In case you missed it, the TFF was another unusual event in what is proving to be a very unusual campaign season. Held in a church in Des Moines, Iowa, and with all the GOP contenders in attendance except for Mitt Romney and John Huntsman, it was not a debate as much as a discussion – and a rather intellectual one. The candidates were asked about their faith, trials and tribulations, and talked frankly about Jesus, family, and personal failure. And with social issues front and center, moderator Luntz posed the following question, initially addressing Herman Cain:
Abraham Lincoln once said that “The states do not have the right to do wrong.” ...If the governors had the right to tell Washington “no” – you’re [Cain is] from Georgia – that would have had serious consequences on your youth; I’ve read your background. Do governors in the states, on issues of morality, have the right to tell Washington “no”?
Obviously, what Luntz alluded to involved segregation in the South and the creation of the federal Civil Rights Act of 1964. And the candidates’ answers varied from the assertion that states don’t have a right to do wrong to Ron Paul’s statement, which was, “The states definitely have a right to be wrong. The states are supposed to correct it. But there are limits. That’s why we have a Constitution.” But while Paul’s response was the best, the complete answer remained unsaid. And in an age of unprecedented trampling of states’ rights, this must not remain the case.
To understand this issue, we must consider the bias inherent in the question. While Luntz is a good man who I believe was motivated by only pure intentions, his question reflected a common mistake.
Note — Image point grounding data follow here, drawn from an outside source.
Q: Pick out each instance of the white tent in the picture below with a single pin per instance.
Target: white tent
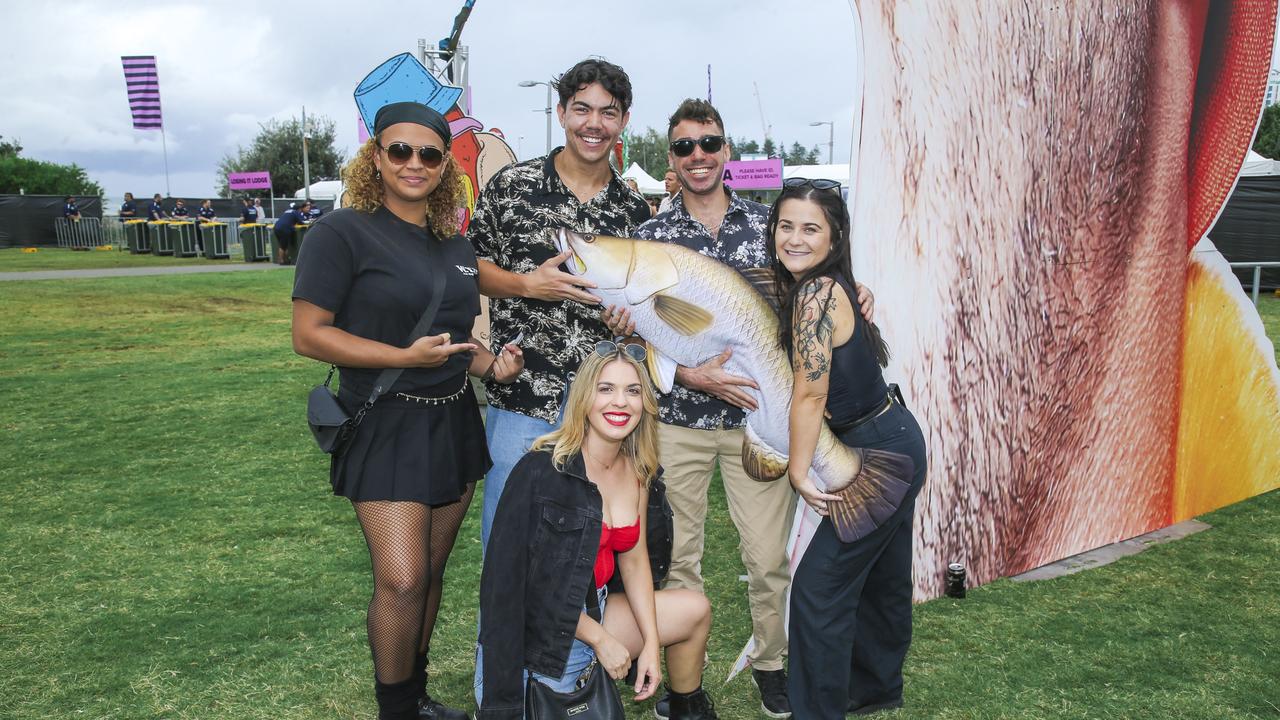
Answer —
(1256, 164)
(648, 186)
(327, 190)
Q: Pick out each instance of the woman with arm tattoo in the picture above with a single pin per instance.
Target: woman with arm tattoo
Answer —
(850, 621)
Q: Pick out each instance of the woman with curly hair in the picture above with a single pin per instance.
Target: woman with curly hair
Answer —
(364, 279)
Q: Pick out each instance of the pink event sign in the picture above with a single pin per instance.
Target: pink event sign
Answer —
(248, 181)
(754, 174)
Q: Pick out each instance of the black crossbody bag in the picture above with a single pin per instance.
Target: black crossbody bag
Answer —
(332, 427)
(594, 698)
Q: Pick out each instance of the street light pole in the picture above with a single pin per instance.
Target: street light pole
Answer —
(831, 139)
(534, 83)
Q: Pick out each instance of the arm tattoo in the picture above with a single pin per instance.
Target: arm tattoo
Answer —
(813, 329)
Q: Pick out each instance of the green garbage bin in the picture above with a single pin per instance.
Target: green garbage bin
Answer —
(161, 244)
(136, 236)
(182, 237)
(298, 233)
(213, 237)
(256, 242)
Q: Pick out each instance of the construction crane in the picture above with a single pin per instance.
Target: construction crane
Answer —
(759, 105)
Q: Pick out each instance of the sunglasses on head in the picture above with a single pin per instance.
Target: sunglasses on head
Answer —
(684, 147)
(400, 153)
(813, 183)
(608, 349)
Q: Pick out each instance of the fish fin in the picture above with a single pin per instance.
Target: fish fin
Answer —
(1229, 425)
(763, 281)
(652, 270)
(762, 463)
(872, 495)
(686, 318)
(662, 369)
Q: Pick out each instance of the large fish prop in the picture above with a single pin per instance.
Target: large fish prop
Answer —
(689, 308)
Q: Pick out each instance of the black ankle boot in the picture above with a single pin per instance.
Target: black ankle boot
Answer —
(693, 706)
(397, 701)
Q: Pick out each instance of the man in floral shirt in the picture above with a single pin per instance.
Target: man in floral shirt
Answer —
(552, 313)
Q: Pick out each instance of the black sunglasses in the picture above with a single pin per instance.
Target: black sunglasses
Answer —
(400, 153)
(684, 147)
(608, 349)
(814, 183)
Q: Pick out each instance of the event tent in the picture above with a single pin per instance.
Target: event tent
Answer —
(1257, 165)
(648, 186)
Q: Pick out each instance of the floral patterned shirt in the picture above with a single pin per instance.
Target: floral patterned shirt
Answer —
(510, 227)
(740, 245)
He cited one instance in which the feds were right and the states wrong, but this ignores the multitude of times the reverse has been true. Why, I could just as easily ask:
Washington has steadfastly refused to enforce immigration law, thus allowing the invasion of our land; this is a gravely immoral failure to act. And when states such as Arizona have stepped up to the plate and tried to enforce the law themselves, the feds have treasonously sided with foreign nations in opposing these patriotic remedies. So do politicians in Washington, on issues of morality, have the right to tell the states “no”?
Since Lincoln has been cited, I’ll use a variation on another of his famous quotations and say, if you look for the worst in a level of government, you’re sure to find it. This goes for any level of government.
You see, if God — the author of morality — ruled directly from Washington, states’ rights wouldn’t be an issue. Little g would then be big G, and the proclamations flowing from it would be inerrant. We then wouldn’t even need states, in just the way we wouldn’t need government at all if every individual were so godly that his behavior and judgment were inerrant. (Hamilton and Madison wrote in Federalist 51 in 1788: "If men were angels, no government would be necessary.") But the reality is that all our institutions and government bodies are filled with imperfect beings, which is why the Founding Fathers prescribed a balance of power through the Constitution. Only an all-knowing entity could be trusted to be an all-powerful one.
This brings us to a second common mistake. Whenever we’re asked whether a person or entity has a given “right,” we must respond, “Not enough data.” Is the questioner asking about legal rights or moral rights? Morally, none of us has a right to do wrong. But legally is an entirely different matter precisely because government is not God, and not being all-seeing it mustn’t be all-encompassing. Of course, it must try to discern what morality dictates when devising law if the law is to be just, but an entity that can’t even manage a budget shouldn’t be micromanaging lives.
And think about what government becomes when it attempts to. It’s wrong to drink, smoke, or eat to excess, and a church has every business saying so and labeling such behavior sinful. After all, looking to God for guidance, religion deals with all aspects of morality. In light of this, however, what should we call a government that legislates all aspects of its conception of morality? You might say that the closer a government gets to this totalitarian state, the more it starts to resemble a church with muscle.
Except that this isn’t quite the proper analogy.
After all, secular government doesn’t look to God but to itself. Within a godless world view, it is the highest power, being the most powerful entity in the only world that exists, the material one. Thus, such a government takes on the posture of God, decreeing as it will — like a Roman emperor or Egyptian pharaoh, who also claimed god status — without the check and balance recognition of higher law can provide. And now some would question the check and balance of states’ rights as well.
The reality is that no government entity can be an inerrant arbiter of moral problems. So what was the answer to a follow-up question Frank Luntz asked about who decides moral disputes between the states and feds? It is that, in our constitutional republic, we all do.
In accordance with our Constitution.
Is it messy? Sure. Democratic processes often are. We push back and forth, to and fro, stumbling and toddling along as man always has; we debate the issues of the day, as some struggle to impose their will while others struggle to discern the higher one. But if we really want matters simple and neat, we can appoint a monarch or Mussolini, and perhaps the trains will run on time. Or, if momentary majority caprice better suits you, we can allow Congress to impose whatever its immediate will may be. Then again, if an oligarchy takes your fancy, we can give the Supreme Court that power through unfettered judicial review. Hmm … oops.
It’s ironic that the very people who preach the separation of church and state most would turn the central government into a god. Quite frankly, a little messiness sounds a whole lot better.